Because I spend a few months every year at the University of the Free State, I revived the idea for a different format suitable to the city of Bloemfontein. In 2013 I spoke to the students of the art school and suggested that we implement the project by burning the ‘piss-off!’ text on one of the hillsides facing the city. The event was to take place on winter solstice day (June 21). The Museum of African Art of the Smithsonian Institution in Washington heard about the project and they were keen to include a video of the burning event on their 2013 EARTH MATTERS exhibition. They even wrote about it in the EARTH MATTERS catalogue. The administration of my university also heard about the project and they pledged the help of their public relations department who brought in a company who specialised in organising public events. The project came to a halt when attempts to obtain permission from the metropolitan council proved ineffective.
Due to limited resources further efforts to set up the project in the sand dunes of the Kalahari also proved logistically fruitless.
Early in 2014 I mentioned the project to Katie du Toit, one of my master students at the University of the Free State and she immediately offered her home and farm in the Karoo.

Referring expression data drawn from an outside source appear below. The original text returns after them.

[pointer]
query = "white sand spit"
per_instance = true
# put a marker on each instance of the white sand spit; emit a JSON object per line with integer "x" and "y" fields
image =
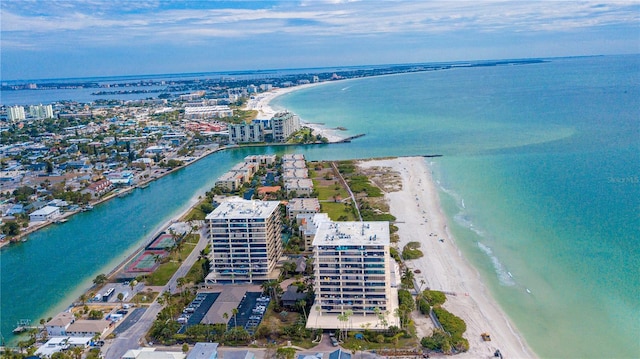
{"x": 417, "y": 209}
{"x": 261, "y": 103}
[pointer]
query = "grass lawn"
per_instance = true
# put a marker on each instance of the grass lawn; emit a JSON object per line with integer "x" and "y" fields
{"x": 337, "y": 210}
{"x": 163, "y": 273}
{"x": 327, "y": 192}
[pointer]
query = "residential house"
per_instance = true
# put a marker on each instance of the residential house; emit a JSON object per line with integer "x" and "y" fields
{"x": 58, "y": 325}
{"x": 44, "y": 214}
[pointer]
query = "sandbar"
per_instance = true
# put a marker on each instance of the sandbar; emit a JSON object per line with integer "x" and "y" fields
{"x": 261, "y": 103}
{"x": 443, "y": 266}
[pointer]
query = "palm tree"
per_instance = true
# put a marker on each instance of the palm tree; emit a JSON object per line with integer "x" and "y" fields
{"x": 349, "y": 314}
{"x": 343, "y": 318}
{"x": 77, "y": 352}
{"x": 302, "y": 304}
{"x": 234, "y": 311}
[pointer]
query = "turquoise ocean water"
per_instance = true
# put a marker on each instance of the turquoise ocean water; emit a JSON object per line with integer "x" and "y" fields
{"x": 539, "y": 178}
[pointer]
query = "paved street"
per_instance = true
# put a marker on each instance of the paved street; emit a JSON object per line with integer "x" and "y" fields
{"x": 133, "y": 337}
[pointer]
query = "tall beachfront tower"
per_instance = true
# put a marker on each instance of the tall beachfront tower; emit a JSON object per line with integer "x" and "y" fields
{"x": 245, "y": 241}
{"x": 353, "y": 275}
{"x": 16, "y": 113}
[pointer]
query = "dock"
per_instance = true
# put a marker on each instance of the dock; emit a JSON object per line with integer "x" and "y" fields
{"x": 348, "y": 139}
{"x": 24, "y": 325}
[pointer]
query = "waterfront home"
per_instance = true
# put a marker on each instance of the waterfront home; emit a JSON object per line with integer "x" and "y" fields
{"x": 240, "y": 354}
{"x": 301, "y": 186}
{"x": 292, "y": 173}
{"x": 58, "y": 325}
{"x": 245, "y": 241}
{"x": 99, "y": 188}
{"x": 44, "y": 214}
{"x": 298, "y": 206}
{"x": 88, "y": 328}
{"x": 230, "y": 181}
{"x": 262, "y": 160}
{"x": 268, "y": 192}
{"x": 291, "y": 296}
{"x": 308, "y": 226}
{"x": 353, "y": 271}
{"x": 204, "y": 351}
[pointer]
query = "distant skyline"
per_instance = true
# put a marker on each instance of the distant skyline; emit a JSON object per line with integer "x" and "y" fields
{"x": 86, "y": 38}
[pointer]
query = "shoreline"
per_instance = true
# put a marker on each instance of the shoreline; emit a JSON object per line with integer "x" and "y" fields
{"x": 443, "y": 266}
{"x": 260, "y": 103}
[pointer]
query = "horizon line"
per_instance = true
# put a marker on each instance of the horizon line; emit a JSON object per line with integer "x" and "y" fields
{"x": 265, "y": 71}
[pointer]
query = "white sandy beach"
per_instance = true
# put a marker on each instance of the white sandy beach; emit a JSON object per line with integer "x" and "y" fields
{"x": 443, "y": 267}
{"x": 265, "y": 111}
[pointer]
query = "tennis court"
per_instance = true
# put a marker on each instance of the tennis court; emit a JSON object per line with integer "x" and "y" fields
{"x": 163, "y": 241}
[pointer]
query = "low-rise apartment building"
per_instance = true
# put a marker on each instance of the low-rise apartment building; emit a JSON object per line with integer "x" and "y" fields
{"x": 298, "y": 206}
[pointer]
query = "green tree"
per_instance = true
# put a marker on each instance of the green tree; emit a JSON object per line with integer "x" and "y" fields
{"x": 100, "y": 279}
{"x": 11, "y": 228}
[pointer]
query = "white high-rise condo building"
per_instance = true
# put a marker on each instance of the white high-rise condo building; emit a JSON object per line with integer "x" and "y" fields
{"x": 284, "y": 124}
{"x": 245, "y": 241}
{"x": 41, "y": 111}
{"x": 16, "y": 113}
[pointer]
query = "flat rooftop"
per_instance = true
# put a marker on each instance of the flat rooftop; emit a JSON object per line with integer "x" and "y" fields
{"x": 354, "y": 233}
{"x": 244, "y": 209}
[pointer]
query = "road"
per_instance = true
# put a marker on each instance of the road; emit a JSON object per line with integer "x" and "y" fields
{"x": 133, "y": 337}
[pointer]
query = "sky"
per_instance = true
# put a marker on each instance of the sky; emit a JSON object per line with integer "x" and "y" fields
{"x": 42, "y": 39}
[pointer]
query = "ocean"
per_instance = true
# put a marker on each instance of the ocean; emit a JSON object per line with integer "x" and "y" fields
{"x": 539, "y": 179}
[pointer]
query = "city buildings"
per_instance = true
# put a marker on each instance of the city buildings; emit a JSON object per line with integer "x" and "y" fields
{"x": 284, "y": 124}
{"x": 16, "y": 113}
{"x": 298, "y": 206}
{"x": 308, "y": 226}
{"x": 245, "y": 241}
{"x": 247, "y": 132}
{"x": 41, "y": 112}
{"x": 44, "y": 214}
{"x": 353, "y": 271}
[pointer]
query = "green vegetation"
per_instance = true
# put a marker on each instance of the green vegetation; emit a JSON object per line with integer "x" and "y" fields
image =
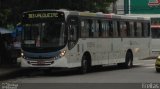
{"x": 11, "y": 10}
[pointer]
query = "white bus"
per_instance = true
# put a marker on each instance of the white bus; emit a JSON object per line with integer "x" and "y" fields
{"x": 155, "y": 29}
{"x": 71, "y": 39}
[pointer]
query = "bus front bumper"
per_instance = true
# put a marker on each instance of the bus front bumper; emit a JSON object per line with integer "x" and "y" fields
{"x": 61, "y": 62}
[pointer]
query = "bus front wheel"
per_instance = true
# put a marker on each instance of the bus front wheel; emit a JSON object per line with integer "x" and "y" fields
{"x": 128, "y": 60}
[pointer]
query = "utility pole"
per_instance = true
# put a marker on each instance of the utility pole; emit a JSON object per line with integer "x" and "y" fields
{"x": 114, "y": 7}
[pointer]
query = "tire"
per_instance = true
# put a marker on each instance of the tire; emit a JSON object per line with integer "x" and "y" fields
{"x": 85, "y": 66}
{"x": 158, "y": 70}
{"x": 128, "y": 60}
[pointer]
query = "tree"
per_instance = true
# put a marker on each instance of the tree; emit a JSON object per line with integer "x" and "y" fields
{"x": 11, "y": 10}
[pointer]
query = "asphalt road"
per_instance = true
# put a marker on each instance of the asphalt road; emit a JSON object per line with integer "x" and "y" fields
{"x": 141, "y": 74}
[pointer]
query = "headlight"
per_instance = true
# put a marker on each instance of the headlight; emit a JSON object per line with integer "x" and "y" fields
{"x": 22, "y": 54}
{"x": 158, "y": 57}
{"x": 62, "y": 53}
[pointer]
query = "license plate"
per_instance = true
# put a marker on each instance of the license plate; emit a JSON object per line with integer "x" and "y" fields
{"x": 40, "y": 62}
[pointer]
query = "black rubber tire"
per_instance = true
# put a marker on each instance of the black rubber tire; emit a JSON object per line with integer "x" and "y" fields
{"x": 128, "y": 60}
{"x": 84, "y": 65}
{"x": 158, "y": 70}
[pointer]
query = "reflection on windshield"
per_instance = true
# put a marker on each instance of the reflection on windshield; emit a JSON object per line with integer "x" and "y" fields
{"x": 44, "y": 35}
{"x": 155, "y": 32}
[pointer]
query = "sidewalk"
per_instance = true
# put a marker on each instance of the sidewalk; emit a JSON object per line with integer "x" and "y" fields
{"x": 5, "y": 70}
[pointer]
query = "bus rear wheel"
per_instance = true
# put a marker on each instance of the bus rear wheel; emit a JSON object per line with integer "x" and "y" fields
{"x": 85, "y": 65}
{"x": 158, "y": 70}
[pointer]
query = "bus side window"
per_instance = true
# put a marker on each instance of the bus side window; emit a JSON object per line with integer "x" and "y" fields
{"x": 100, "y": 29}
{"x": 91, "y": 28}
{"x": 139, "y": 29}
{"x": 110, "y": 28}
{"x": 135, "y": 29}
{"x": 123, "y": 29}
{"x": 84, "y": 28}
{"x": 72, "y": 31}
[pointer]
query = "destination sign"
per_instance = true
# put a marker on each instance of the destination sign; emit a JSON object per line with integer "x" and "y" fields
{"x": 42, "y": 15}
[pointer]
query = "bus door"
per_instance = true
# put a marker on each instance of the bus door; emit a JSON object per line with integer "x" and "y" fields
{"x": 72, "y": 26}
{"x": 116, "y": 45}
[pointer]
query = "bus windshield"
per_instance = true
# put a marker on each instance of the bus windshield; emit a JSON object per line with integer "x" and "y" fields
{"x": 46, "y": 36}
{"x": 155, "y": 32}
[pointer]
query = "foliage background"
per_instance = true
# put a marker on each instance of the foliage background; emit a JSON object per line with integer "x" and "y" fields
{"x": 11, "y": 10}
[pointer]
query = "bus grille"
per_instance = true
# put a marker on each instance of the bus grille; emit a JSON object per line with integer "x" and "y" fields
{"x": 40, "y": 62}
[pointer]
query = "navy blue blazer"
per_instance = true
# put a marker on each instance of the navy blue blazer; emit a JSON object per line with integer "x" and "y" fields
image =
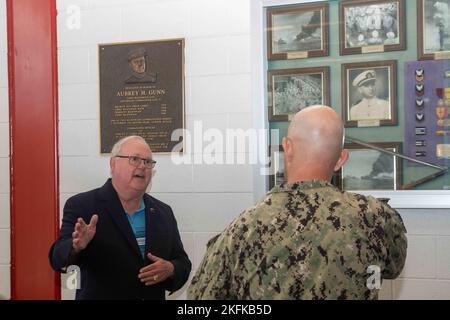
{"x": 111, "y": 262}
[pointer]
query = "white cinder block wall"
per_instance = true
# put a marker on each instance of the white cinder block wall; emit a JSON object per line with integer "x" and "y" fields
{"x": 218, "y": 85}
{"x": 217, "y": 67}
{"x": 5, "y": 256}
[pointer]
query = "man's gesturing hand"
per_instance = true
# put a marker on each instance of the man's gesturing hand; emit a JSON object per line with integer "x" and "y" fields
{"x": 83, "y": 233}
{"x": 156, "y": 272}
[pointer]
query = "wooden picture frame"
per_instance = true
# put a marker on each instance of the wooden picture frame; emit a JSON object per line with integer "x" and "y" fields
{"x": 296, "y": 32}
{"x": 290, "y": 90}
{"x": 368, "y": 169}
{"x": 368, "y": 26}
{"x": 433, "y": 21}
{"x": 277, "y": 161}
{"x": 369, "y": 93}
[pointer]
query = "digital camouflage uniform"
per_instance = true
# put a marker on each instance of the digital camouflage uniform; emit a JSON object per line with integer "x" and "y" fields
{"x": 306, "y": 240}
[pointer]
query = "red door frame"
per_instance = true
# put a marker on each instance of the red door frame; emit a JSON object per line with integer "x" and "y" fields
{"x": 33, "y": 107}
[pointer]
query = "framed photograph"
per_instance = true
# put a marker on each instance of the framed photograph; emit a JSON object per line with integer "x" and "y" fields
{"x": 368, "y": 169}
{"x": 369, "y": 94}
{"x": 277, "y": 163}
{"x": 433, "y": 29}
{"x": 367, "y": 26}
{"x": 297, "y": 32}
{"x": 291, "y": 90}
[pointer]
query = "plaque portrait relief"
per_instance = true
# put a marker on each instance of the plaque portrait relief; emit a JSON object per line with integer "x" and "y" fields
{"x": 142, "y": 93}
{"x": 138, "y": 64}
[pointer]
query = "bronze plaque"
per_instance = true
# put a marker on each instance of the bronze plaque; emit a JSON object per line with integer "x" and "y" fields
{"x": 142, "y": 92}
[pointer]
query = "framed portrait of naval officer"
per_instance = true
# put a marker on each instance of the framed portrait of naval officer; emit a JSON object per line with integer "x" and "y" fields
{"x": 369, "y": 94}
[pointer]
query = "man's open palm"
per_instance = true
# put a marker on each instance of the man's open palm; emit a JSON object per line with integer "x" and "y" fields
{"x": 83, "y": 233}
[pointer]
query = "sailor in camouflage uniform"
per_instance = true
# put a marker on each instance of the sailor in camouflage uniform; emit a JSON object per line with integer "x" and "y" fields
{"x": 306, "y": 239}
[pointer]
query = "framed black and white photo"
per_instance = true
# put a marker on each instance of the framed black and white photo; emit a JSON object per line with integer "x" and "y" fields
{"x": 299, "y": 31}
{"x": 433, "y": 29}
{"x": 369, "y": 96}
{"x": 291, "y": 90}
{"x": 368, "y": 169}
{"x": 277, "y": 163}
{"x": 367, "y": 26}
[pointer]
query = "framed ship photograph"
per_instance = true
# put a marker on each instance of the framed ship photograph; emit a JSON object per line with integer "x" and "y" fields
{"x": 367, "y": 26}
{"x": 369, "y": 96}
{"x": 433, "y": 29}
{"x": 297, "y": 32}
{"x": 368, "y": 169}
{"x": 291, "y": 90}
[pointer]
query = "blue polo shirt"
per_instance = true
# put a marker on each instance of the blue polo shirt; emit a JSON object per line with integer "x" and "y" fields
{"x": 137, "y": 222}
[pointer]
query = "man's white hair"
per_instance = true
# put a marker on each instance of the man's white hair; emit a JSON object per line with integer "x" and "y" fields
{"x": 118, "y": 145}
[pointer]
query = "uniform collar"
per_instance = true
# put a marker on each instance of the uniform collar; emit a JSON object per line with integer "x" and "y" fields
{"x": 301, "y": 185}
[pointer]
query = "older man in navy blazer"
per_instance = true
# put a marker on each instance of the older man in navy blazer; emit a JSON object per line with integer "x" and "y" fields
{"x": 125, "y": 242}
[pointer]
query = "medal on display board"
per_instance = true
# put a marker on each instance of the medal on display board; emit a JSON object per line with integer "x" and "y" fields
{"x": 420, "y": 117}
{"x": 420, "y": 90}
{"x": 420, "y": 103}
{"x": 420, "y": 73}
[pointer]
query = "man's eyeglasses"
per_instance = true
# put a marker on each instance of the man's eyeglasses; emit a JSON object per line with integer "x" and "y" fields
{"x": 135, "y": 161}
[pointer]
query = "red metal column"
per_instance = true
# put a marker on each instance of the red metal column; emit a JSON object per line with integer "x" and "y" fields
{"x": 32, "y": 60}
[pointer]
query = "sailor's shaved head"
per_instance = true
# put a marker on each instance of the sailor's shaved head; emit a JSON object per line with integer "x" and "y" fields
{"x": 314, "y": 143}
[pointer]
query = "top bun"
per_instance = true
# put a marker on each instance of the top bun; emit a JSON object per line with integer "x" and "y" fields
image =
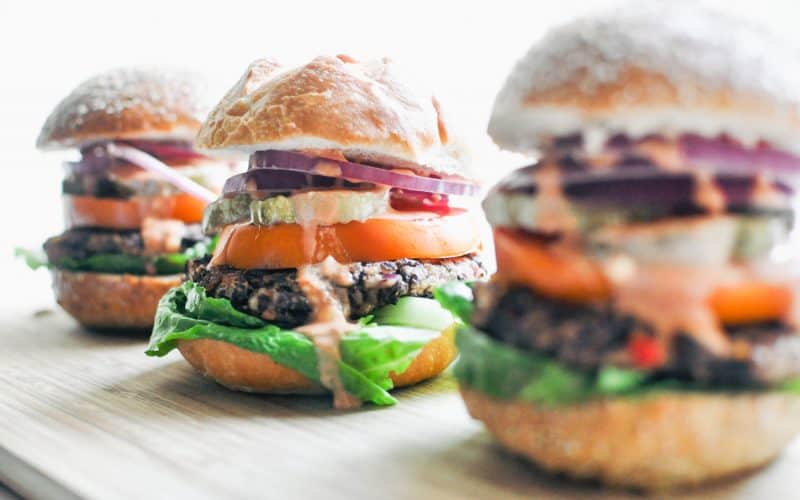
{"x": 360, "y": 108}
{"x": 127, "y": 103}
{"x": 652, "y": 68}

I knew about the debacle regarding fracking and the sensitive Karoo environment, and I thought if ever the earth should be allowed to say something, it ought to be in the centre of this beleaguered region.
The site on her farm is remote, away from any recent human activity. It is next to an old disused earthen wall once meant to dam up the small stream that flows through the area. The dam silted up and left a flat and dry field void of plants, ideal for the layout and harmless staging of EARTH SIGNAL.
Surrounding the chosen site are a series of unusual stony outcrops. The block-like rocks are absolutely remarkable and look as if some prehistoric event had stacked them in well-planned edifices. On the dark rock faces are numerous spectacular prehistoric stone engravings. Millions of stone age implements litter the sandy soil around the rocky outcrops and to the side of our installation. Dramatically perched on top of a huge rock was a lithophone, a prehistoric stone gong on which ancient tell-tale banging marks are still clearly visible.
Great care was taken to instruct everyone involved, especially the students, not to disturb the rocks and veld and not to remove any artifacts or plant matter from the area.
Staging EARTH SIGNAL in September 2014, in the heart of the Karoo, proved most successful and I hope that this will lay the groundwork for a similar happening elsewhere and that I shall be able to find the resources and funding to launch it.